Young people were at the forefront of all these struggles. And indeed, across the world many of today’s social movements, from Fridays for Future to Black Lives Matter, are driven by internationally connected youth, who insist on their right to frame their future.

 The Durban Declaration and Programme of Action rightly underlines the important role of young people in fighting racial discrimination. It calls for active participation by youth in devising strategies to fight racial discrimination. And it urges States to scale up human rights education, including anti-discrimination and anti-racism information to teach young people and children about their right to live in dignity, equality and mutual respect.

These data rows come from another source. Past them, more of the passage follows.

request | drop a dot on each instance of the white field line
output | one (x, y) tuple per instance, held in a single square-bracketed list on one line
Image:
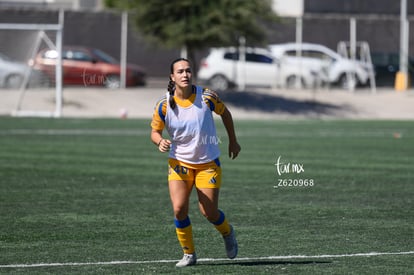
[(326, 256)]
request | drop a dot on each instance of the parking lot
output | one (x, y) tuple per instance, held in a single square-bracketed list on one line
[(251, 104)]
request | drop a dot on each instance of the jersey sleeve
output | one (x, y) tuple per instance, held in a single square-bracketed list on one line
[(213, 101), (158, 117)]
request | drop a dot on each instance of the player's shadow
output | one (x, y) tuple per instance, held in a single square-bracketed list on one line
[(254, 101), (266, 262)]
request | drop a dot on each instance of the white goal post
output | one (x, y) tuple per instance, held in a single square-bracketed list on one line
[(42, 28)]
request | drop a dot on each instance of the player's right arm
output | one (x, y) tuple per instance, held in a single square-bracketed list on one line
[(158, 124)]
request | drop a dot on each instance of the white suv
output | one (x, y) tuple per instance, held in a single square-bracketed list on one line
[(222, 69), (320, 58)]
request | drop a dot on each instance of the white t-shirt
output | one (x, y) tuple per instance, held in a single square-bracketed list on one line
[(192, 131)]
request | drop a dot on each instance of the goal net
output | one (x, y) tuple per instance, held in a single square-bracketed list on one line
[(29, 83)]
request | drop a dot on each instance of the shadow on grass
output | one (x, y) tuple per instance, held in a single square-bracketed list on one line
[(253, 101), (266, 262)]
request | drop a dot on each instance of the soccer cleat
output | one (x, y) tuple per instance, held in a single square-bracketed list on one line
[(231, 244), (187, 260)]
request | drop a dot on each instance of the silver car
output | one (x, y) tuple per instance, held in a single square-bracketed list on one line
[(12, 74)]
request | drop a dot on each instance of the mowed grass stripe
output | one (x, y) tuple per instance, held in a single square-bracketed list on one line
[(96, 197)]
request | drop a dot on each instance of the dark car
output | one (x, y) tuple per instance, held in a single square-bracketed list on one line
[(88, 67), (386, 66)]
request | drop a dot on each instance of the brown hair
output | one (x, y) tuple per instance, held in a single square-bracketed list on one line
[(171, 83)]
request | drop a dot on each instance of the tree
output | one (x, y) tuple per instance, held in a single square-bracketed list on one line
[(197, 24)]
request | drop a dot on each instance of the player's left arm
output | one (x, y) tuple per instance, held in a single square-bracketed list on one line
[(234, 147), (216, 105)]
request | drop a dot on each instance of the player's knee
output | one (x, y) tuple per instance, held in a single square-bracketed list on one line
[(180, 212), (211, 215)]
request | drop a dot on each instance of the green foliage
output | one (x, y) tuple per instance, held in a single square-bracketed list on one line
[(200, 24)]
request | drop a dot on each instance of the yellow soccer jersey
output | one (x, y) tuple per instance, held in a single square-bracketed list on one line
[(210, 98)]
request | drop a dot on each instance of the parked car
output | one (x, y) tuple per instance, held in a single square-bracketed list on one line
[(319, 58), (12, 72), (88, 67), (387, 65), (222, 69)]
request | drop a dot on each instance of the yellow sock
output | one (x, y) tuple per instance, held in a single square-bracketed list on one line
[(185, 235), (222, 225)]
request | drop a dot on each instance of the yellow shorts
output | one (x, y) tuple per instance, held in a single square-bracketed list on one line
[(206, 175)]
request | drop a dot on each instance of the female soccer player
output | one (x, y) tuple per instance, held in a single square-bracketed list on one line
[(186, 113)]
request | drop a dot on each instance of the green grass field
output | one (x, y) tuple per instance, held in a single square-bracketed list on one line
[(90, 192)]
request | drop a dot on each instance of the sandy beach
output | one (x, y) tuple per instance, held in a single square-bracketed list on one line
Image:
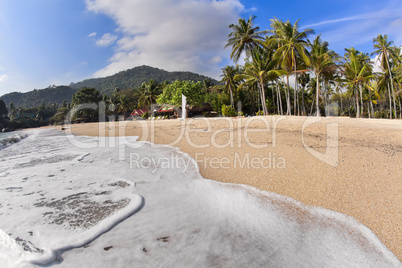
[(352, 166)]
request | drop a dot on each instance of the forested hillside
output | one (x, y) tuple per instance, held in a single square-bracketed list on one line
[(133, 78), (129, 79)]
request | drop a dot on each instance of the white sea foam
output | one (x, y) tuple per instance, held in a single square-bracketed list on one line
[(87, 208)]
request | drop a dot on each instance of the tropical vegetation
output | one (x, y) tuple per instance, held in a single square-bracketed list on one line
[(285, 70)]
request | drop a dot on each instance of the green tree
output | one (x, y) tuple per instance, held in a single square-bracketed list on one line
[(230, 85), (357, 71), (3, 109), (172, 93), (260, 70), (322, 59), (244, 38), (86, 96), (290, 44), (124, 103), (148, 93), (383, 48)]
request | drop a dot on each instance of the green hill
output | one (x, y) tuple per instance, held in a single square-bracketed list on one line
[(54, 94), (132, 78)]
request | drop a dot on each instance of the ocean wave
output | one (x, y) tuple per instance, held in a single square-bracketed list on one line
[(91, 208)]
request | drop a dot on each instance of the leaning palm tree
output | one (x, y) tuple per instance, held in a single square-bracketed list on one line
[(230, 85), (357, 72), (123, 105), (304, 79), (148, 93), (290, 45), (260, 70), (244, 38), (322, 60), (384, 50)]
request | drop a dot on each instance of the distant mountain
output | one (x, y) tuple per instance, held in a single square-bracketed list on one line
[(132, 78), (54, 94)]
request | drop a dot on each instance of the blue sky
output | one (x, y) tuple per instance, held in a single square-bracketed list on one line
[(55, 42)]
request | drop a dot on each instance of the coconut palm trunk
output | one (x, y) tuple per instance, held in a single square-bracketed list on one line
[(318, 96), (391, 82)]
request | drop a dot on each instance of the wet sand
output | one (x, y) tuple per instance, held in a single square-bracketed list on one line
[(353, 166)]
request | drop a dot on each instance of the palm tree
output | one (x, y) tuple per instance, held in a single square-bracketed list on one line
[(148, 93), (357, 72), (291, 45), (383, 49), (260, 70), (244, 38), (123, 105), (228, 78), (304, 79), (322, 60)]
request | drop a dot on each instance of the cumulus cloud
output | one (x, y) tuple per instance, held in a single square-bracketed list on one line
[(106, 40), (362, 28), (169, 34), (3, 77)]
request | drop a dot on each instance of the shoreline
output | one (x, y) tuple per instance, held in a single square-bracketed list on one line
[(364, 183)]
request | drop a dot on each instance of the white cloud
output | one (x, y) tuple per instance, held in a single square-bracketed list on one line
[(106, 40), (3, 77), (362, 28), (169, 34)]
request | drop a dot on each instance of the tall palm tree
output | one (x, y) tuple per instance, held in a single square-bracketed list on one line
[(383, 49), (290, 45), (244, 38), (322, 60), (124, 102), (148, 93), (304, 79), (260, 70), (357, 72), (228, 78)]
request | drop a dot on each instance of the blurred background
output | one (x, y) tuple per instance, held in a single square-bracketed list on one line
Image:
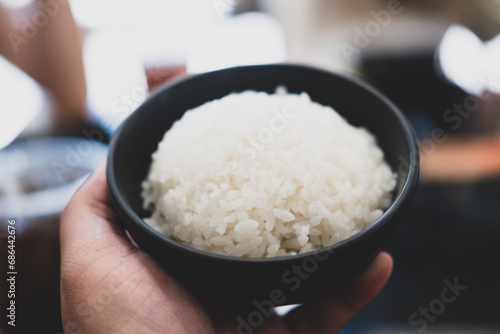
[(70, 72)]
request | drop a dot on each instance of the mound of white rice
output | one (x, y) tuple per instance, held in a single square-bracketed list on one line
[(259, 175)]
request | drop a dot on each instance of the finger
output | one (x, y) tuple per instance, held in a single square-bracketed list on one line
[(88, 221), (331, 314)]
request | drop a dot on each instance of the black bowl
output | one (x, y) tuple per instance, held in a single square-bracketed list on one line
[(282, 280)]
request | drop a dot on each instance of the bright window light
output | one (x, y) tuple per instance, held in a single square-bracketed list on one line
[(21, 100), (15, 4), (116, 81), (470, 63), (112, 13), (247, 39)]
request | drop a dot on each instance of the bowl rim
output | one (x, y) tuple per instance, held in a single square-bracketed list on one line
[(405, 194)]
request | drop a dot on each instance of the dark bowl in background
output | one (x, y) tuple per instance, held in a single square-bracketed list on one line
[(282, 280)]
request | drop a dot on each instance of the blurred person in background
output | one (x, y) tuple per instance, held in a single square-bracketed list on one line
[(43, 40)]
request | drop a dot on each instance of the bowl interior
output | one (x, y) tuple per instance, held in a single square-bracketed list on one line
[(136, 140)]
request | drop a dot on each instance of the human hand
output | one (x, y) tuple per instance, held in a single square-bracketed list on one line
[(110, 286)]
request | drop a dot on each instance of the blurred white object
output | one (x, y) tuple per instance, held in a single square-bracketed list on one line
[(21, 100), (94, 14), (247, 39), (39, 176), (471, 64), (116, 80), (15, 4)]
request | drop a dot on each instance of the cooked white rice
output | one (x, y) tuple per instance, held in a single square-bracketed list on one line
[(259, 175)]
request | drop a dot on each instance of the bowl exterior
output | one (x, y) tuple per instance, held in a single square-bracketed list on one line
[(281, 280)]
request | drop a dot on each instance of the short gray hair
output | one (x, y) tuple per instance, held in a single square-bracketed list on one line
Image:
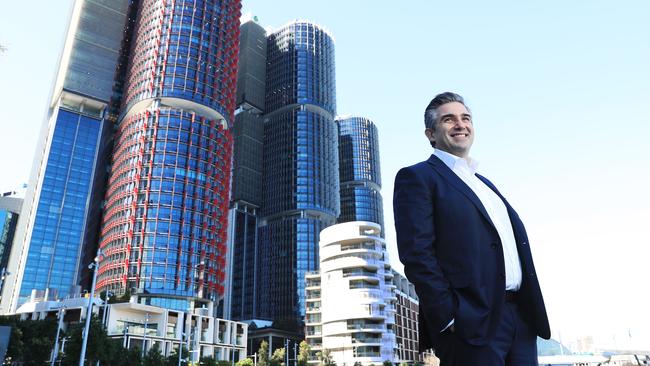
[(431, 113)]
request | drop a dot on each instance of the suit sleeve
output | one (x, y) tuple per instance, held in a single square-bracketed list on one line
[(413, 207)]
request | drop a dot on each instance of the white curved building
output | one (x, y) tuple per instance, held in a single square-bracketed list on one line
[(350, 305)]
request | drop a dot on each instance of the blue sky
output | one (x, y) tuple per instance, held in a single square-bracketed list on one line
[(559, 92)]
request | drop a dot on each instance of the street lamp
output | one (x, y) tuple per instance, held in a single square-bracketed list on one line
[(105, 315), (180, 348), (94, 265)]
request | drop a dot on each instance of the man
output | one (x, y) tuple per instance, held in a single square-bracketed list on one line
[(466, 251)]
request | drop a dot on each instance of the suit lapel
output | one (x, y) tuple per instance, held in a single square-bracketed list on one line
[(458, 183)]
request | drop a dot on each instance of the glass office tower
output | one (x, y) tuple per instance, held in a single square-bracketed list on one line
[(359, 171), (57, 226), (246, 197), (164, 228), (301, 179)]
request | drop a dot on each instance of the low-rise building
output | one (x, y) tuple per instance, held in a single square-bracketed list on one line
[(139, 324)]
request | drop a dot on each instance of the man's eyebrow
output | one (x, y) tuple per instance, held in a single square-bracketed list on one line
[(452, 115)]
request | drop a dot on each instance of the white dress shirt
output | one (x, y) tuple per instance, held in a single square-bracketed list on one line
[(465, 169)]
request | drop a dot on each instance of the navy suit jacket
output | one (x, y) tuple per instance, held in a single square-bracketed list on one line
[(452, 253)]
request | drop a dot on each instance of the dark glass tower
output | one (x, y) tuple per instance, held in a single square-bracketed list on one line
[(165, 221), (301, 178), (247, 174), (359, 171), (57, 228)]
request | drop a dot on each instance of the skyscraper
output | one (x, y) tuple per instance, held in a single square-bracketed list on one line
[(359, 171), (57, 225), (246, 200), (164, 228), (300, 177)]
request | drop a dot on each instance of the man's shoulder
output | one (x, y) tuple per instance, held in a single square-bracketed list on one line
[(423, 171), (425, 166)]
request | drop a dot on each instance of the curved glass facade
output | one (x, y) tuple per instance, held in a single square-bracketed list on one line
[(301, 182), (359, 171), (164, 229), (186, 49)]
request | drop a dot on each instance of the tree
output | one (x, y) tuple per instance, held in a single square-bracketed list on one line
[(263, 354), (172, 359), (278, 357), (245, 362), (31, 340), (153, 357), (325, 358), (304, 353)]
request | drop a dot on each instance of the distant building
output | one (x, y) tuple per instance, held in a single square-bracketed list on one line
[(359, 171), (407, 308), (241, 298), (138, 324), (300, 176), (351, 302), (164, 227)]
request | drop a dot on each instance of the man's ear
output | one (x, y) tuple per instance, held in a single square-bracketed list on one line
[(429, 133)]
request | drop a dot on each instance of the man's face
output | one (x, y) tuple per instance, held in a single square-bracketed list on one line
[(454, 132)]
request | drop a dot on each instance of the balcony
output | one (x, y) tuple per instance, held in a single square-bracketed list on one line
[(366, 340), (359, 246), (365, 326)]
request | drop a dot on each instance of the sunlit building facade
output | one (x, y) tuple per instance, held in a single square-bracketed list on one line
[(353, 267), (57, 230), (300, 179), (164, 228)]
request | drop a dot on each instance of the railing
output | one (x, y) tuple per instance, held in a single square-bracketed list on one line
[(359, 273), (364, 245), (364, 326), (136, 330), (363, 285), (366, 340), (367, 354)]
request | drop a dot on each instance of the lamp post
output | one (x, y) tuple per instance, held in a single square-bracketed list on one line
[(144, 335), (180, 349), (94, 265), (3, 275), (105, 315), (55, 353)]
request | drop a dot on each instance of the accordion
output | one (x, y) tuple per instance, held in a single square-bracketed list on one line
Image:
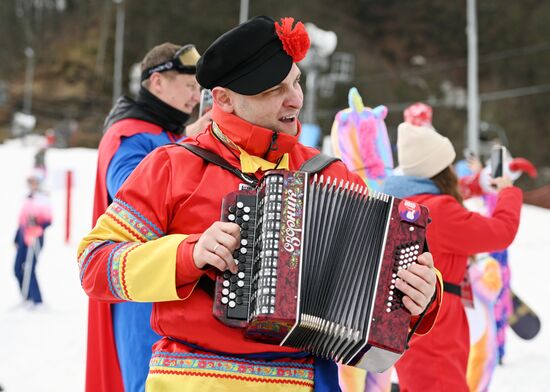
[(317, 265)]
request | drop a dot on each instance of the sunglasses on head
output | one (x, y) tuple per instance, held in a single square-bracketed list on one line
[(184, 61)]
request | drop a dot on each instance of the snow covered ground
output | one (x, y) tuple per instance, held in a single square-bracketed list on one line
[(43, 349)]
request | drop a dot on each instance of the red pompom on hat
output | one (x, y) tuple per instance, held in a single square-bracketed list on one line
[(418, 114), (295, 39)]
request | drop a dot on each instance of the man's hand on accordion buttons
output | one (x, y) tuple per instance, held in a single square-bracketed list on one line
[(418, 284), (216, 245)]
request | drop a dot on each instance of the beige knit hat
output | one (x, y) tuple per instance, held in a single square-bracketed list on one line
[(422, 152)]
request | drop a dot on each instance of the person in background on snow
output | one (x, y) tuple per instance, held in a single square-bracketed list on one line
[(119, 335), (438, 361), (34, 217), (162, 232)]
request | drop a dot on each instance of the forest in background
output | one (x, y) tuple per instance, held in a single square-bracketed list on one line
[(405, 51)]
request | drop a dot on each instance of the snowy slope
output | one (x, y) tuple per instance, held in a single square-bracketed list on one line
[(44, 349)]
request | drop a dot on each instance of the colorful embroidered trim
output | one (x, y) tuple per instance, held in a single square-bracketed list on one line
[(141, 228), (117, 268), (204, 365)]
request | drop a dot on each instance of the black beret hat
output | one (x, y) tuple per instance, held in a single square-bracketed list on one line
[(254, 56)]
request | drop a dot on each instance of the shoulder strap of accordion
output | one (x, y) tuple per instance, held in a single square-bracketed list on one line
[(317, 163), (209, 156)]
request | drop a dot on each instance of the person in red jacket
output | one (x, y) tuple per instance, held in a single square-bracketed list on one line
[(162, 232), (438, 361), (119, 335)]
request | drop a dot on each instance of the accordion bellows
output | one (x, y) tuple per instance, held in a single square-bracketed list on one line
[(317, 267)]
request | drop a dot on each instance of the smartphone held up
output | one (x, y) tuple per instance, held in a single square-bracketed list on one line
[(206, 101), (498, 154)]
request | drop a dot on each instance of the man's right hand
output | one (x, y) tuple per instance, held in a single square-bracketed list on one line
[(216, 245)]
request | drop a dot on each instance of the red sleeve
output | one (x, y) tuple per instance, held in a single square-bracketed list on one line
[(457, 230)]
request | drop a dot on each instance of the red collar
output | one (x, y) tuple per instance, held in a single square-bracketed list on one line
[(253, 139)]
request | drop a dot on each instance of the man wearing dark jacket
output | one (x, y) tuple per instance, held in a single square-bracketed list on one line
[(119, 335)]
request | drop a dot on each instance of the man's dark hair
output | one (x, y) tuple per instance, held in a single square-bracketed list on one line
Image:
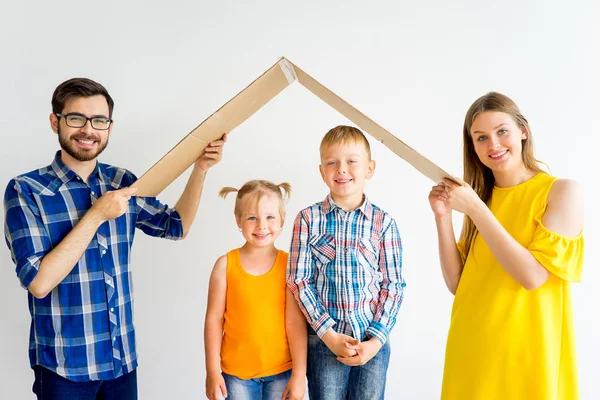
[(79, 87)]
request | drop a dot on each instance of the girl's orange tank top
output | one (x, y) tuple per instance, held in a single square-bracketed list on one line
[(254, 340)]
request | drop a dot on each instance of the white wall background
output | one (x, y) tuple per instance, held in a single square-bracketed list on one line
[(414, 67)]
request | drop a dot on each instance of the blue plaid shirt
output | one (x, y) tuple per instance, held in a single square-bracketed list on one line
[(345, 269), (82, 329)]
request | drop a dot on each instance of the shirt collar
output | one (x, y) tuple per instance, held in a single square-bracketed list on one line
[(65, 174), (366, 207)]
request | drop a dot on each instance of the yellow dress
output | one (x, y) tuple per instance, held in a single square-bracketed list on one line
[(505, 342)]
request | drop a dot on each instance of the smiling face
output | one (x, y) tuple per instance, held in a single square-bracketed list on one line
[(260, 221), (344, 168), (497, 141), (86, 143)]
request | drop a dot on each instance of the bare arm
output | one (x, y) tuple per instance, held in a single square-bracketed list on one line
[(59, 262), (295, 326), (187, 205), (450, 259), (564, 216), (213, 329)]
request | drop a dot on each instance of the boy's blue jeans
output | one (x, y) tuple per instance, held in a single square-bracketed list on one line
[(265, 388), (329, 379)]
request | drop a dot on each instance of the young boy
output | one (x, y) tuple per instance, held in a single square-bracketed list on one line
[(344, 269)]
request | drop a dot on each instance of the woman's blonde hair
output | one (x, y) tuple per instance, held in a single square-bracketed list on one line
[(257, 189), (476, 173)]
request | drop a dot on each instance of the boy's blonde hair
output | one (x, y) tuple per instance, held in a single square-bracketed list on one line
[(343, 134), (256, 190)]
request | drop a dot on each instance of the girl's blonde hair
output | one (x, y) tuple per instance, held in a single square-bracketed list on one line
[(476, 173), (257, 189)]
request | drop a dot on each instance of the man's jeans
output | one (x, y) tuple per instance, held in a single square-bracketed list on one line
[(51, 386)]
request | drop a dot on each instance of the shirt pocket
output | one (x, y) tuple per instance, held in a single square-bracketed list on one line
[(322, 248), (368, 256)]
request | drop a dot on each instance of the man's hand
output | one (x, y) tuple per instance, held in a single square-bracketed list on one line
[(215, 386), (112, 204), (295, 388), (364, 351), (338, 343), (212, 154)]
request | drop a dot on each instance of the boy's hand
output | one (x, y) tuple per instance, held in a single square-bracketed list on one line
[(337, 343), (364, 351), (215, 386), (295, 388)]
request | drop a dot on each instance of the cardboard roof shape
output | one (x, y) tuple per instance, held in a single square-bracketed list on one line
[(247, 102)]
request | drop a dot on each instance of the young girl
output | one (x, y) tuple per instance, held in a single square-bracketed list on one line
[(253, 325), (511, 332)]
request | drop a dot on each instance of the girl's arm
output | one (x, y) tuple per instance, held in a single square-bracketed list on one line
[(213, 330), (295, 326), (564, 216), (450, 258)]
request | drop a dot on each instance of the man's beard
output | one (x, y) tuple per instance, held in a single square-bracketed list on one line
[(81, 155)]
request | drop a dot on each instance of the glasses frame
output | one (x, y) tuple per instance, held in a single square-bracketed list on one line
[(110, 121)]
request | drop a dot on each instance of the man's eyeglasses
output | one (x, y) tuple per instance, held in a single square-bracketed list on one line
[(79, 121)]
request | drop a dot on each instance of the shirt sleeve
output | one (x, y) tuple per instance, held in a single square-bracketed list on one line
[(157, 219), (561, 255), (300, 278), (391, 292), (24, 231)]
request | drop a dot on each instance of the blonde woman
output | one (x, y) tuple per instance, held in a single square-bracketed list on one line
[(511, 333)]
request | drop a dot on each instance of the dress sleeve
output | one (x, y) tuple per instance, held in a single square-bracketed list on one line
[(561, 255), (460, 245)]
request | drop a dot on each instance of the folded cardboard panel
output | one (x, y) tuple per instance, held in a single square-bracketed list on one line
[(250, 100)]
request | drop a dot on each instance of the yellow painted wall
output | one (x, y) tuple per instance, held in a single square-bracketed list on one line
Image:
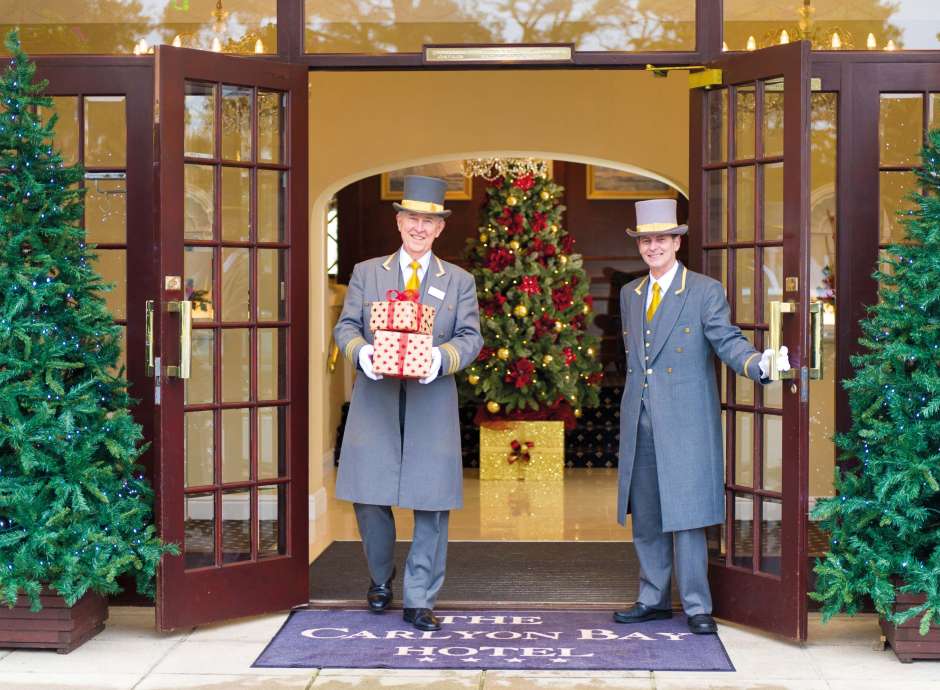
[(363, 123)]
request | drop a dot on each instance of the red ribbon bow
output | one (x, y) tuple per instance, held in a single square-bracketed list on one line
[(520, 451), (401, 296)]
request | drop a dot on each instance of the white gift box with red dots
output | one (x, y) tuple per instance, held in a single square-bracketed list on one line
[(402, 355), (404, 316)]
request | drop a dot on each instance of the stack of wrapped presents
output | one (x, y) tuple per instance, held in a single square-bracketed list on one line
[(402, 330)]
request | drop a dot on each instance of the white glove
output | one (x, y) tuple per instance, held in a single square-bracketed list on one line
[(435, 366), (365, 362), (783, 361)]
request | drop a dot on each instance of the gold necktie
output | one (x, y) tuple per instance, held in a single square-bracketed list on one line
[(413, 282), (654, 304)]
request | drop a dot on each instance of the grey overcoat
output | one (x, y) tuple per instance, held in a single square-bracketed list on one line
[(691, 325), (423, 471)]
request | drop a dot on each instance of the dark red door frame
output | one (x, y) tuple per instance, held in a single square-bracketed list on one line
[(776, 604), (186, 598)]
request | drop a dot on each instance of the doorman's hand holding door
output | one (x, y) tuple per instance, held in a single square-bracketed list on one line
[(783, 361)]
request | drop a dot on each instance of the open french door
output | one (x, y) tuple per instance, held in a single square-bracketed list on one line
[(749, 202), (230, 326)]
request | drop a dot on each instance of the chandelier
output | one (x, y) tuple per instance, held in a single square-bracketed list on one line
[(806, 29), (491, 168)]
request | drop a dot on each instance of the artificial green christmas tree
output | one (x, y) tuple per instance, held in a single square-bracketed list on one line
[(538, 362), (75, 509), (885, 520)]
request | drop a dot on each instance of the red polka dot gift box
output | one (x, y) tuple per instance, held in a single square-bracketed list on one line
[(401, 355), (401, 311)]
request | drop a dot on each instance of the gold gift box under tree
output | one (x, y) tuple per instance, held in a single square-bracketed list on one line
[(540, 455)]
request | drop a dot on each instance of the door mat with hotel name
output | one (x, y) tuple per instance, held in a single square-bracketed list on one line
[(537, 640)]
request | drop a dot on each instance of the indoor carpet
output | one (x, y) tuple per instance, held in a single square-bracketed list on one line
[(518, 640), (602, 575)]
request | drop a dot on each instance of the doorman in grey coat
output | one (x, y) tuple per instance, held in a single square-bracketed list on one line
[(671, 469), (401, 446)]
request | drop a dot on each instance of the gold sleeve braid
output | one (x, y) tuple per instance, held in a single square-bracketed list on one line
[(453, 358)]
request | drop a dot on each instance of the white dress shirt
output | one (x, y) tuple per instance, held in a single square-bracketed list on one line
[(664, 283), (404, 260)]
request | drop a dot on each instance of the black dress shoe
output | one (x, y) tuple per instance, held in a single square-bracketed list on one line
[(702, 624), (380, 596), (641, 613), (422, 619)]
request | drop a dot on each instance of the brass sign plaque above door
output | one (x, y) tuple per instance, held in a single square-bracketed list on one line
[(476, 54)]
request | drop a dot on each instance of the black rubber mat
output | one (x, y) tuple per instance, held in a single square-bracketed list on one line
[(495, 574)]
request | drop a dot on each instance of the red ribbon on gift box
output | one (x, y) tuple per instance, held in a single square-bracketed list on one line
[(519, 452), (402, 351), (401, 296)]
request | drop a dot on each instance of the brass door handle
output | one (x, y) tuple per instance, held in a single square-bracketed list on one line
[(185, 309), (815, 352), (777, 310), (148, 336)]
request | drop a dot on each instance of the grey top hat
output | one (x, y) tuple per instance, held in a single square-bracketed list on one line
[(656, 217), (423, 195)]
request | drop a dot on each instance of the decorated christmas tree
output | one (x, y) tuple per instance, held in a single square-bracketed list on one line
[(885, 520), (538, 362), (75, 510)]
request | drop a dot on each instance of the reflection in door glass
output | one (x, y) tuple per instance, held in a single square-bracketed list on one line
[(272, 520), (199, 528)]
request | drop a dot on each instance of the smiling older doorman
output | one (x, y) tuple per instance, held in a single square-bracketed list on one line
[(671, 466), (401, 446)]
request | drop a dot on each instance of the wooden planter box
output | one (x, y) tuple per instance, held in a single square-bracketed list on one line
[(908, 644), (56, 626)]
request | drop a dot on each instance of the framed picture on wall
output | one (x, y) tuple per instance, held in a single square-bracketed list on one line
[(459, 188), (607, 183)]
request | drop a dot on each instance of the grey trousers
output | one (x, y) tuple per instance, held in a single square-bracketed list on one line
[(427, 558), (654, 548)]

States have not always implemented the recommendations laid out in Durban 20 years ago. But that work is growing in urgency today. The COVID-19 pandemic has aggravated many forms of discrimination. It exposes and amplifies the disproportionate impacts that result from overlapping inequalities, and demonstrates the painful urgency of achieving equality in every aspect of society and the economy, as well as in law.

The pandemic threatens the education and future prospects of young people all over the world. And those who are hardest hit will be those who have least to begin with – because systemic racism deprives them of equal and adequate access to resources and the benefits of development.

We need to come together to solve the challenges that face humanity.

Just as the United Nations stood up against apartheid, you can be certain that we are at your side in the struggle to end all forms of racism, racial discrimination, xenophobia and intolerance, including anti-Semitism and Islamophobia.

Thank you for standing up for human rights.